Trainable Models: This Understanding Computer, How Does It Learn?

By Behrooz Vedadian on Nov, 13th 2016artificial intelligencecode

NOTE: This article has been translated from Farsi using llama3-70b-8192 and groq

It was 1994 when I bought my first personal computer. To be honest, it was bought for me. Back then, the computer’s RAM was around 1 megabyte, and the smartest thing this lovely invention could do was to type and make Aladdin jump off the screen.

From then on, computers have made tremendous progress. They’ve become smaller, just like humans. Now, you can talk to your mobile phone and ask it something. Or show it a road sign image from a foreign country and ask it to read it out loud in your language.

But how is this possible? Can a bunch of Flip-Flop’s and a few grams of semiconductor learn how to see and hear?

Mathematical Functions from Another Perspective

The first type of mathematical function we learn - if I’m not mistaken - is the straight line. The function f(x) = ax + b. At least, this is the first operational function we become familiar with. A function with one variable representing a straight line on a two-dimensional plane, like a piece of paper. Depending on the values of a and b, the position and slope of the line change.

Although a straight line alone can’t do much, with its limited capabilities, it can do great things. Especially if we use multiple lines. For instance, with one line, we can divide a two-dimensional plane into two separate parts. One side of the line is the “good” side, and the other is the “bad” side! Now, if we have enough lines, we can divide the plane in any way we want.

Sample Classification using a Straight Line

Computers also look at functions from the same perspective - especially during learning. We have a general function with many parameters. When we teach it, it learns to consider the values of these parameters. The values that can provide our desired outcome. Of course, what we want to divide into “good” and “bad” (or more labels) is not just a simple two-dimensional plane, but the mechanism used is the same as dividing a two-dimensional plane.

Researchers have designed and experimented with various types of these general functions.
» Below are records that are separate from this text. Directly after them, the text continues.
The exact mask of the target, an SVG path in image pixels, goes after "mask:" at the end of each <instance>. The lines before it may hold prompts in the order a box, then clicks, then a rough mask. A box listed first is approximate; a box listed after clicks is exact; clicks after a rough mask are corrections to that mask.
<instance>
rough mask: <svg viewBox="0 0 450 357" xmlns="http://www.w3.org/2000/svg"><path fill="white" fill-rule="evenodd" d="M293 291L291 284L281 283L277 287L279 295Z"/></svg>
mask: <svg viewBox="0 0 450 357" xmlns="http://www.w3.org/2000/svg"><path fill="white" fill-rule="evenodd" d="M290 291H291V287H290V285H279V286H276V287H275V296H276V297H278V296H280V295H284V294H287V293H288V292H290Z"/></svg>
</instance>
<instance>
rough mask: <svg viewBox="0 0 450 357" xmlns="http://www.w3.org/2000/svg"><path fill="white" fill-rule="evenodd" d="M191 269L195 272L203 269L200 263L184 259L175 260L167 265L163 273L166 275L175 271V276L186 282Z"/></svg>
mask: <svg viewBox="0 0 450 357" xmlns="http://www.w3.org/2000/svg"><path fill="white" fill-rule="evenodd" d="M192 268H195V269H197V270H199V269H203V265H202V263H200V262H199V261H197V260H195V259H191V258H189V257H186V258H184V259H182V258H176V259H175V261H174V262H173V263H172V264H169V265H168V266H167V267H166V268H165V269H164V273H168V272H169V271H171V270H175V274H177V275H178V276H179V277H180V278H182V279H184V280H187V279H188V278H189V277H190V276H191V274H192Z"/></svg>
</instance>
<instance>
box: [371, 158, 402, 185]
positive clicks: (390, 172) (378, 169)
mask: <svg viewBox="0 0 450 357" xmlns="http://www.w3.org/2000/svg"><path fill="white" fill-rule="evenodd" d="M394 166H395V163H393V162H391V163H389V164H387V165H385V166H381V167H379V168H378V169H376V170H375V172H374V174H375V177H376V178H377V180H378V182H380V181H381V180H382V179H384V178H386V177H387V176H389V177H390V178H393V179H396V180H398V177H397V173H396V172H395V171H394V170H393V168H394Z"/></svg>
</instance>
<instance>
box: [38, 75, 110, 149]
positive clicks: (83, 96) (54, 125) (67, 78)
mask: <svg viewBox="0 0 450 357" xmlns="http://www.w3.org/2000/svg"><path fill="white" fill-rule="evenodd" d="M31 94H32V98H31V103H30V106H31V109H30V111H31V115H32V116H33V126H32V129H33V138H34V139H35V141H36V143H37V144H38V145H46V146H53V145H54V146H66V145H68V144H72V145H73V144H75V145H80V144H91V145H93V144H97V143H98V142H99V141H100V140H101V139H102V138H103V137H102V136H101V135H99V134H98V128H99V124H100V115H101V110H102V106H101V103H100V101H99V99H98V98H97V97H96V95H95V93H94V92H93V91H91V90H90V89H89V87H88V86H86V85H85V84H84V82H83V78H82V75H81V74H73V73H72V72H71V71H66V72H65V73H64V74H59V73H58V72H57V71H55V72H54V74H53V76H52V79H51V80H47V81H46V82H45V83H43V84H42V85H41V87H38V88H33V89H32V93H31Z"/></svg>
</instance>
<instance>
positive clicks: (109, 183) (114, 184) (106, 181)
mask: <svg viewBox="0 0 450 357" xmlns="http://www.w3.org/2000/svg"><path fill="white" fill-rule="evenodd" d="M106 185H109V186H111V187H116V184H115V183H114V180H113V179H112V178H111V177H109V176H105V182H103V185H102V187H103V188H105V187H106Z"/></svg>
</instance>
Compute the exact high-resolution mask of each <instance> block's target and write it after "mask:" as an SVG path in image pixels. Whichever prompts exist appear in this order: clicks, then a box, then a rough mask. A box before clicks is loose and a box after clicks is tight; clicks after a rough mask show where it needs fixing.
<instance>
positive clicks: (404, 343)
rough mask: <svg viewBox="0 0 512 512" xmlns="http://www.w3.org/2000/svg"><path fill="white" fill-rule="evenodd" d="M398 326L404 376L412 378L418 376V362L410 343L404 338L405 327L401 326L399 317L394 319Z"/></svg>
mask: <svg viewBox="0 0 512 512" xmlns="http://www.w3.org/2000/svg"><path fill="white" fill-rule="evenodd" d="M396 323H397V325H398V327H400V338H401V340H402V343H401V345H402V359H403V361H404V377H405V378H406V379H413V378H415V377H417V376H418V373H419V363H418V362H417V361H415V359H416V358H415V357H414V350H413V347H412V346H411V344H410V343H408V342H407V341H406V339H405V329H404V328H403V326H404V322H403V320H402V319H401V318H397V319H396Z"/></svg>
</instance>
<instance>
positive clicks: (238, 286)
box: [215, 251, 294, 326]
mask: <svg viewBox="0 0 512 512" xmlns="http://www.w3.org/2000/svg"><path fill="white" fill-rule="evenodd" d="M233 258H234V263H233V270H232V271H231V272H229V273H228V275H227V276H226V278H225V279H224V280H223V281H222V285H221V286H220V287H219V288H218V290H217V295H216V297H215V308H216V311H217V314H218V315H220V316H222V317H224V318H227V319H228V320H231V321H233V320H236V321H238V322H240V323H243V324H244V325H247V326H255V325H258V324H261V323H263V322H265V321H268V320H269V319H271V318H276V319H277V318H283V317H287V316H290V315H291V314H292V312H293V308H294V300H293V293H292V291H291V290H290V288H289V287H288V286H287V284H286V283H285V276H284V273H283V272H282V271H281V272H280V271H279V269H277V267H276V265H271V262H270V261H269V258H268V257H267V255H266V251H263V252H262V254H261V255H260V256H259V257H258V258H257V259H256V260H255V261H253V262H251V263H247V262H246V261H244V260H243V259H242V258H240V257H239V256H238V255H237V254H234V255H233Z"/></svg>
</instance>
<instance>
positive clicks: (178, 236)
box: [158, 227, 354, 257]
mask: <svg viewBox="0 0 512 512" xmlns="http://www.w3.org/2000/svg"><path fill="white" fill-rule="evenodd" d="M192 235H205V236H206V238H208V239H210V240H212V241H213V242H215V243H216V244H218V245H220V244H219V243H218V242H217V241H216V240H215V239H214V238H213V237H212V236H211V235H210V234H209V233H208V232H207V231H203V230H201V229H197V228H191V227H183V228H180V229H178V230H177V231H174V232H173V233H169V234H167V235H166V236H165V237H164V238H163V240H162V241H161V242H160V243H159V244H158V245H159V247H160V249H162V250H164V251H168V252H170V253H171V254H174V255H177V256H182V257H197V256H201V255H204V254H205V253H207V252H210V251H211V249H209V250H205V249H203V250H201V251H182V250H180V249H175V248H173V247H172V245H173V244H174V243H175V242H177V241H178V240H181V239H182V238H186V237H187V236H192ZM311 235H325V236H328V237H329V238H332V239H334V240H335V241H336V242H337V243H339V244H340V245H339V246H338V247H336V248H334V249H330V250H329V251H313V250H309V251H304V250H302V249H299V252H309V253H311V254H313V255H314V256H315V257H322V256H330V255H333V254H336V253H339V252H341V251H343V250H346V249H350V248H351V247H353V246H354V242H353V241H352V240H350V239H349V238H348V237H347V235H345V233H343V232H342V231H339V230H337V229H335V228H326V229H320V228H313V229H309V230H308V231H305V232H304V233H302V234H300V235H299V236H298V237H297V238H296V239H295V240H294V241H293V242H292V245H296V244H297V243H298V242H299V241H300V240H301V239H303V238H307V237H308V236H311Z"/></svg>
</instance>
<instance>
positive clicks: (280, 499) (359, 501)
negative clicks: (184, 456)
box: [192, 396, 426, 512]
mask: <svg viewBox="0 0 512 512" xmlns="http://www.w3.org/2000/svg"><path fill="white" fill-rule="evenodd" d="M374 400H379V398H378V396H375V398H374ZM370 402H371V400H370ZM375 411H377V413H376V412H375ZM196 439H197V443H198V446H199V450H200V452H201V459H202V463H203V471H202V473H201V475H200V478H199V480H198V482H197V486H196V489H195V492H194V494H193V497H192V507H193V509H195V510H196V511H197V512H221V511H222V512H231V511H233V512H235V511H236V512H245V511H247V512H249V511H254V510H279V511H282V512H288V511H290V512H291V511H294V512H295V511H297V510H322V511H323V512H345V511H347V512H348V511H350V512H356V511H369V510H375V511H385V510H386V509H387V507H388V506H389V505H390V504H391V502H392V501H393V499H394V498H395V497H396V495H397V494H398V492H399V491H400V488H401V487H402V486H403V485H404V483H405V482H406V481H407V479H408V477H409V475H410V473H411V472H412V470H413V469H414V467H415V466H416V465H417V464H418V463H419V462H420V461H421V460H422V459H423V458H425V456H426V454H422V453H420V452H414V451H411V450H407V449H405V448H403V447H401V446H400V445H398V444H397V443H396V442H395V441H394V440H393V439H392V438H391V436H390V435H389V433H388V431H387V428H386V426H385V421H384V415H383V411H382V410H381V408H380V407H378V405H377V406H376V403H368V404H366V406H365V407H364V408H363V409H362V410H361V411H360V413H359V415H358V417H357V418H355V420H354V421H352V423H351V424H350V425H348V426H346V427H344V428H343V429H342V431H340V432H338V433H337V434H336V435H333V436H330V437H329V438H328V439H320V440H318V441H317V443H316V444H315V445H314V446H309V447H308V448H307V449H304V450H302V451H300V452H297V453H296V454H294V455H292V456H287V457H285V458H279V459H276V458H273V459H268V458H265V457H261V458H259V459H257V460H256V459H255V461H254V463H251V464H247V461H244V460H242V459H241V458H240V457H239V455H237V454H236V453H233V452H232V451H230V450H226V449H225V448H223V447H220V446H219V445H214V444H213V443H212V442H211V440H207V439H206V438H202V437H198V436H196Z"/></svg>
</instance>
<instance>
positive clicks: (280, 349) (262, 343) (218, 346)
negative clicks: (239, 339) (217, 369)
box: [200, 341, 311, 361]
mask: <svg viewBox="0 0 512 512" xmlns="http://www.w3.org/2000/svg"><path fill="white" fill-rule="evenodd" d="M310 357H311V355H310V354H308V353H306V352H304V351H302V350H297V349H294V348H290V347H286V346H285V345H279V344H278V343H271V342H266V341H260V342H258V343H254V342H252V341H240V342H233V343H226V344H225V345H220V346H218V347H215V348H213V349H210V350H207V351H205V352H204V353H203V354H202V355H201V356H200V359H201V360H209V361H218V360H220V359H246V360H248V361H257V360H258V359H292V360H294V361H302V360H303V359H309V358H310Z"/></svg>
ANNArtificial Neural Network, SVMSupport Vector Machines, Fuzzy functions, PGMProbabilistic Graphical Models, and more. Again, I emphasize that all these, from a machine learning perspective, are functions with many parameters. These models work on high-dimensional spaces - tens and hundreds of thousands of dimensions - and have many more parameters.

Training Our Function

To explore this topic better, let’s go back to the simple example of a straight line. The function f(x; a, b) = ax + b. This time, I divided the inputs into two parts. The input part, or x, and the parameter part, a and b. From a mathematical and computational perspective, these two categories are no different. They’re just helpful for designing and sending the correct inputs. If you’re a programmer, you’ve definitely encountered naming standards! Intelligent use of this tip can solve the problem of training our function.

Before diving into the pool of training, it’s essential to say that teaching a computer is similar to teaching a human. We need a teacher and a sufficient amount of training data for the computer to learn from. For instance, we need a collection of labeled images where the written areas are marked. We show these to the computer so that it can learn to find written areas in new images - maybe even read the text in our language.

Assuming our training set is D = {(x1, f1), (x2, f2), …, (xN, fN)}. To train, we define a new function that only takes a and b as inputs. Let’s call it the error function and denote it by J.

J(a,b)=i=1Nf(xi;a,b)fi2

Now, with the help of our teacher, we find the values of a and b that minimize J. This means finding the values that better provide our desired outcome. If you look closely at the form of J, you’ll see that it calculates the difference between the learned function and our desired output, squares it, and sums it up for all the samples we’ve shown to the computer. The smaller the value of J, the smaller the individual terms inside the sigma are - since they’re all positive.

And our noble teacher is none other than the “optimization toolbox”. A toolbox that researchers in optimization, mathematics, and engineering have provided for us. If you’re interested in this topic, I recommend reading Stephen Boyd’s book - one of the best scientists I admire. But as a user, algorithms exist and toolboxes are written. For simple issues like linear programming - as dear Boyd says - the tools have become technology and can be used without getting too deep.

I’ve gone on a bit of a tangent, and patience is limited. So, may your life be full of energy.